La Basilique du Saint-Sépulcre de Jérusalem |
Chers amis dans le Christ,
L’hymne de louange que nous venons de chanter nous unit aux anges et à l’Église de tous
les temps et de tous les lieux – à « la
glorieuse compagnie des Apôtres, à la noble assemblée des Prophètes et au
cortège des Martyrs vêtus de la robe blanche » – rendant ainsi gloire à
Dieu pour l’œuvre de notre rédemption, accomplie à travers la passion, la mort
et la résurrection de Jésus Christ. Devant
ce Saint Sépulcre, où le Seigneur « a
vaincu le pouvoir de la mort et ouvert aux croyants le Royaume des cieux »,
je vous salue tous, dans la joie de ce temps pascal.
… L’Évangile de saint Jean, nous a laissé un récit
qui évoque la visite de Pierre et du disciple bien-aimé au tombeau vide, le
matin de Pâques. Aujourd’hui, à près de
vingt siècles de distance, le Successeur de Pierre, Évêque de Rome, se tient
devant ce même tombeau vide et contemple le mystère de la Résurrection.

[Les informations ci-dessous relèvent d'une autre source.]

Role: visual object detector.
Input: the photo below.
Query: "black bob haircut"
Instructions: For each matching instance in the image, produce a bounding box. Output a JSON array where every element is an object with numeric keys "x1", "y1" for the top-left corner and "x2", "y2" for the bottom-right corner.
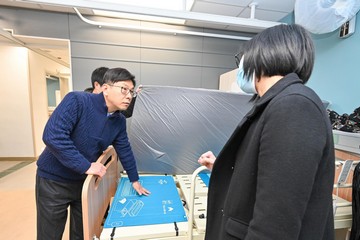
[
  {"x1": 103, "y1": 67, "x2": 136, "y2": 87},
  {"x1": 239, "y1": 24, "x2": 314, "y2": 84}
]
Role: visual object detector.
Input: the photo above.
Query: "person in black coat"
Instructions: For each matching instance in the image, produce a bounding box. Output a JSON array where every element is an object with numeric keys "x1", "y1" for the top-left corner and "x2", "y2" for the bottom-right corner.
[{"x1": 198, "y1": 24, "x2": 335, "y2": 240}]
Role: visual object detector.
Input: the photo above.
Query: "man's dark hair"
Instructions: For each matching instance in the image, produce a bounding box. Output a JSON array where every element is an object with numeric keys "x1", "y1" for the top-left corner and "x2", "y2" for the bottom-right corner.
[
  {"x1": 103, "y1": 68, "x2": 136, "y2": 86},
  {"x1": 91, "y1": 67, "x2": 109, "y2": 88},
  {"x1": 84, "y1": 87, "x2": 94, "y2": 93}
]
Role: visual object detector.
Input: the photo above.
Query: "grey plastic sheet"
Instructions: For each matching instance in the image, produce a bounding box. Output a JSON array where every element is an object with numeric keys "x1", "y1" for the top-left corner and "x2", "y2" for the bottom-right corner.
[{"x1": 127, "y1": 85, "x2": 253, "y2": 175}]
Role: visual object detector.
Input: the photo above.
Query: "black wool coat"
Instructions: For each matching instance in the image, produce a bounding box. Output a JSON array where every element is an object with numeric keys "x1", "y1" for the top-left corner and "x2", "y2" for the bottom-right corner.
[{"x1": 205, "y1": 73, "x2": 335, "y2": 240}]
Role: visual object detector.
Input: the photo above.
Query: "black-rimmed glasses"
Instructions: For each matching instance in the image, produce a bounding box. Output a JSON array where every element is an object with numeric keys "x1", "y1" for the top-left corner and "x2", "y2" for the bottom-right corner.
[
  {"x1": 109, "y1": 85, "x2": 137, "y2": 98},
  {"x1": 235, "y1": 52, "x2": 241, "y2": 68}
]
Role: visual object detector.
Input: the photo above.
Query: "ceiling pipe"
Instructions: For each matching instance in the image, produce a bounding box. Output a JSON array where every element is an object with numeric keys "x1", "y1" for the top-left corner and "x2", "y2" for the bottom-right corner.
[
  {"x1": 249, "y1": 2, "x2": 258, "y2": 19},
  {"x1": 74, "y1": 8, "x2": 252, "y2": 41},
  {"x1": 17, "y1": 0, "x2": 281, "y2": 31}
]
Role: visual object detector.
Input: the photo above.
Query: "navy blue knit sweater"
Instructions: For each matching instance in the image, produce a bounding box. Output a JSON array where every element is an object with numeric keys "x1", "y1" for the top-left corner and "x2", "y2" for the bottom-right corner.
[{"x1": 37, "y1": 91, "x2": 139, "y2": 183}]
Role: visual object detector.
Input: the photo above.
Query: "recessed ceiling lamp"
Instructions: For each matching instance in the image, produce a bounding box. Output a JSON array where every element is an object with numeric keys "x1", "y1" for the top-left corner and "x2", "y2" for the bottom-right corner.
[{"x1": 92, "y1": 0, "x2": 194, "y2": 24}]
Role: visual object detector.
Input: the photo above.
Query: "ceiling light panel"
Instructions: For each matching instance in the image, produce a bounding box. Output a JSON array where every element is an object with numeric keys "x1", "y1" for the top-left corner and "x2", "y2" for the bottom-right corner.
[
  {"x1": 93, "y1": 10, "x2": 186, "y2": 24},
  {"x1": 192, "y1": 1, "x2": 244, "y2": 16},
  {"x1": 88, "y1": 0, "x2": 186, "y2": 11}
]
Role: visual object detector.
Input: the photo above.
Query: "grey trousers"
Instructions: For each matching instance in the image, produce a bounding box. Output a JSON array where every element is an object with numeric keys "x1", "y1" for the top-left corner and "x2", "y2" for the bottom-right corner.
[{"x1": 35, "y1": 174, "x2": 84, "y2": 240}]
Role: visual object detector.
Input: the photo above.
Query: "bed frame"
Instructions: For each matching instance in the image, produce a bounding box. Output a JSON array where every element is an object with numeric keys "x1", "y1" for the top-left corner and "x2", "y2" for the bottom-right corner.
[{"x1": 82, "y1": 146, "x2": 120, "y2": 240}]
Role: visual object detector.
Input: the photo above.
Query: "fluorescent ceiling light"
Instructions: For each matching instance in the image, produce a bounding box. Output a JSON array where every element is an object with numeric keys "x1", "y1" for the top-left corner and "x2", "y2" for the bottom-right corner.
[
  {"x1": 93, "y1": 10, "x2": 186, "y2": 24},
  {"x1": 92, "y1": 0, "x2": 195, "y2": 25},
  {"x1": 91, "y1": 0, "x2": 186, "y2": 11}
]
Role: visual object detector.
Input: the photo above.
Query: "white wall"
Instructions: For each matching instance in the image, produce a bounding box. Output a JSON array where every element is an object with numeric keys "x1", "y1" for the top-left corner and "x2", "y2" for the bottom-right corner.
[
  {"x1": 0, "y1": 45, "x2": 71, "y2": 159},
  {"x1": 28, "y1": 50, "x2": 70, "y2": 157},
  {"x1": 0, "y1": 46, "x2": 34, "y2": 157}
]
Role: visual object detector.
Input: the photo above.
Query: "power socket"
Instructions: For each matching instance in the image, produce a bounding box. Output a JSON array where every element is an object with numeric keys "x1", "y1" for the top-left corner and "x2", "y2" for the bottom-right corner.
[{"x1": 339, "y1": 16, "x2": 356, "y2": 38}]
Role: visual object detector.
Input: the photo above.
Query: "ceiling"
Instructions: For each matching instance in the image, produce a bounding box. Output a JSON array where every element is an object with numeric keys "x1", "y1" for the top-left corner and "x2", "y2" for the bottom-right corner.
[{"x1": 0, "y1": 0, "x2": 296, "y2": 66}]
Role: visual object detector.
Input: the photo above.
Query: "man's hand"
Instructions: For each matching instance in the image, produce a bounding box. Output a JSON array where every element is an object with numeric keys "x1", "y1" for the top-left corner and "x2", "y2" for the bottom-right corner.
[
  {"x1": 132, "y1": 180, "x2": 151, "y2": 196},
  {"x1": 198, "y1": 151, "x2": 216, "y2": 170},
  {"x1": 85, "y1": 162, "x2": 107, "y2": 177}
]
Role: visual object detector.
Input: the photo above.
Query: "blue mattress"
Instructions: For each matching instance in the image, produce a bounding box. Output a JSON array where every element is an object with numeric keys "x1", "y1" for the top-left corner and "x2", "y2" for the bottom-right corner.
[
  {"x1": 104, "y1": 175, "x2": 187, "y2": 228},
  {"x1": 199, "y1": 172, "x2": 211, "y2": 187}
]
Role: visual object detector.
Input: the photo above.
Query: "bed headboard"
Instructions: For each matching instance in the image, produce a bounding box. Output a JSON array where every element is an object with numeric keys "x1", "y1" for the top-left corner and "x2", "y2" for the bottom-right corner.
[{"x1": 82, "y1": 146, "x2": 120, "y2": 240}]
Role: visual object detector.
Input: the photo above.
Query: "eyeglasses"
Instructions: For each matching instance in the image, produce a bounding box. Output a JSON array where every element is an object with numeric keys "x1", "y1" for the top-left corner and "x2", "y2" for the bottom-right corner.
[
  {"x1": 109, "y1": 85, "x2": 137, "y2": 98},
  {"x1": 235, "y1": 52, "x2": 241, "y2": 68}
]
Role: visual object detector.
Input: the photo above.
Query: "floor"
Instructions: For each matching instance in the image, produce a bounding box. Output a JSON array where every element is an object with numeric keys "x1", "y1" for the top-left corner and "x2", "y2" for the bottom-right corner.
[{"x1": 0, "y1": 161, "x2": 69, "y2": 240}]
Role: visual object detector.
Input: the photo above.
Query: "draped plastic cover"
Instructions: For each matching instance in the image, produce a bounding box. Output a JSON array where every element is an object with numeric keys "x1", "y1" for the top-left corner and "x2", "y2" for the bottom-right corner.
[
  {"x1": 295, "y1": 0, "x2": 360, "y2": 34},
  {"x1": 127, "y1": 85, "x2": 252, "y2": 175}
]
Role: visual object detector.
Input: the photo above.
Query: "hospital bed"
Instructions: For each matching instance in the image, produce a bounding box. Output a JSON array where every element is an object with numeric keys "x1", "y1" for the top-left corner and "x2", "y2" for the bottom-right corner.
[
  {"x1": 82, "y1": 146, "x2": 207, "y2": 240},
  {"x1": 82, "y1": 146, "x2": 356, "y2": 240}
]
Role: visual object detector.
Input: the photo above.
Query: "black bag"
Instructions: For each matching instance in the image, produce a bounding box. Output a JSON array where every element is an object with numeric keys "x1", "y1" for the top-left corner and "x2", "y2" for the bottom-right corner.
[{"x1": 327, "y1": 107, "x2": 360, "y2": 133}]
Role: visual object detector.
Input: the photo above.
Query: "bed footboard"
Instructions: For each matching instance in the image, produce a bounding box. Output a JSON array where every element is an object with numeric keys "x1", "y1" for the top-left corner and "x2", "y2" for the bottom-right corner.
[{"x1": 82, "y1": 146, "x2": 119, "y2": 240}]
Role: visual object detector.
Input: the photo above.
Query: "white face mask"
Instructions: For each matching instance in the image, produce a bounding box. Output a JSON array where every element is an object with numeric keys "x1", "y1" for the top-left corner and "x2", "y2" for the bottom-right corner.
[{"x1": 236, "y1": 56, "x2": 257, "y2": 94}]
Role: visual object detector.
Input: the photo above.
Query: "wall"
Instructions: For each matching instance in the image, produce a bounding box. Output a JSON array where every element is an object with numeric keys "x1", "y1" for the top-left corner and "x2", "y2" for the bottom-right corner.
[
  {"x1": 0, "y1": 46, "x2": 34, "y2": 157},
  {"x1": 309, "y1": 13, "x2": 360, "y2": 115},
  {"x1": 281, "y1": 12, "x2": 360, "y2": 115},
  {"x1": 2, "y1": 6, "x2": 358, "y2": 114},
  {"x1": 0, "y1": 6, "x2": 250, "y2": 92},
  {"x1": 0, "y1": 44, "x2": 70, "y2": 159},
  {"x1": 69, "y1": 15, "x2": 249, "y2": 91},
  {"x1": 28, "y1": 50, "x2": 70, "y2": 157}
]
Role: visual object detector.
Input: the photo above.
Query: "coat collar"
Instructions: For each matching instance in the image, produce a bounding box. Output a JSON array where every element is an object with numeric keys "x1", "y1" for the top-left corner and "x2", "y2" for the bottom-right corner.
[{"x1": 245, "y1": 73, "x2": 303, "y2": 121}]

Suivant les pas de l’Apôtre, je désire proclamer encore, aux hommes et aux
femmes de notre temps, la foi inébranlable de l’Église : Jésus Christ « a été crucifié, est mort et a été enseveli »,
et « le troisième jour il est ressuscité
des morts ». Exalté à la droite du Père, il nous a envoyé son Esprit pour
le pardon des péchés. En dehors de lui, que Dieu a fait Seigneur et Christ, « il
n’y a pas sous le ciel d’autre nom donné aux hommes, par lequel nous puissions
être sauvés » (Ac 4, 12).
Messe de Pâques à la Basilique du Saint-Sépulcre de Jérusalem. Les Prêtres, en aube, sont placés à l'entrée et à côté de l'Anastasis, la chapelle construite sur l'emplacement du tombeau vide. |
Devant ce lieu saint, et méditant cet événement
prodigieux, comment ne pas « avoir le
cœur transpercé » (Ac 2, 37), tout comme ceux qui les premiers entendirent
la prédication de Pierre le jour de la Pentecôte ? Ici, le Christ est mort et est ressuscité pour ne plus jamais mourir.

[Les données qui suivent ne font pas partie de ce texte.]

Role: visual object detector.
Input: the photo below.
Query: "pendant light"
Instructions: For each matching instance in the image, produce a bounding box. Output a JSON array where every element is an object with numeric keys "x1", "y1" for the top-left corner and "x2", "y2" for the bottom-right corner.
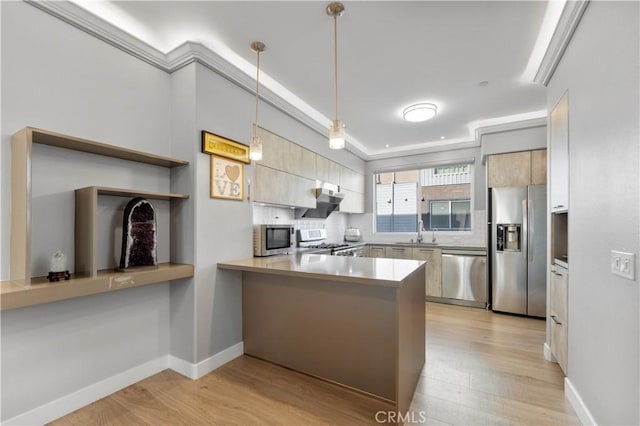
[
  {"x1": 327, "y1": 2, "x2": 345, "y2": 150},
  {"x1": 249, "y1": 41, "x2": 266, "y2": 161}
]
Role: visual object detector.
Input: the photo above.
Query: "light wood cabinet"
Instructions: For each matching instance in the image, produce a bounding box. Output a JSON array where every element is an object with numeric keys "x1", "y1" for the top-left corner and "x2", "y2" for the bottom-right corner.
[
  {"x1": 316, "y1": 155, "x2": 330, "y2": 182},
  {"x1": 316, "y1": 154, "x2": 341, "y2": 185},
  {"x1": 549, "y1": 92, "x2": 569, "y2": 212},
  {"x1": 3, "y1": 127, "x2": 194, "y2": 311},
  {"x1": 257, "y1": 127, "x2": 287, "y2": 172},
  {"x1": 487, "y1": 151, "x2": 532, "y2": 187},
  {"x1": 531, "y1": 149, "x2": 547, "y2": 185},
  {"x1": 487, "y1": 149, "x2": 547, "y2": 188},
  {"x1": 256, "y1": 128, "x2": 366, "y2": 211},
  {"x1": 385, "y1": 246, "x2": 411, "y2": 259},
  {"x1": 337, "y1": 165, "x2": 365, "y2": 213},
  {"x1": 340, "y1": 166, "x2": 365, "y2": 193},
  {"x1": 258, "y1": 128, "x2": 316, "y2": 180},
  {"x1": 252, "y1": 164, "x2": 316, "y2": 208},
  {"x1": 328, "y1": 161, "x2": 341, "y2": 185},
  {"x1": 287, "y1": 141, "x2": 316, "y2": 180},
  {"x1": 340, "y1": 188, "x2": 365, "y2": 214},
  {"x1": 366, "y1": 245, "x2": 387, "y2": 258},
  {"x1": 550, "y1": 265, "x2": 568, "y2": 374},
  {"x1": 412, "y1": 247, "x2": 442, "y2": 297}
]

Ici, l’histoire de l’humanité a été changée de manière décisive. Le long règne
du péché et de la mort a été brisé en morceaux par le triomphe de l’obéissance
et de la vie ; le bois de la Croix expose à nu la vérité concernant le bien
et le mal ; le jugement de Dieu a été rendu sur ce monde et la grâce de
l’Esprit Saint s’est répandue sur l’humanité. Ici, le Christ, nouvel Adam, nous a montré que le mal n’a jamais le
dernier mot, que l’amour est plus fort que la mort, que notre avenir, l’avenir
de toute l’humanité, est entre les mains d’un Dieu fidèle et bon.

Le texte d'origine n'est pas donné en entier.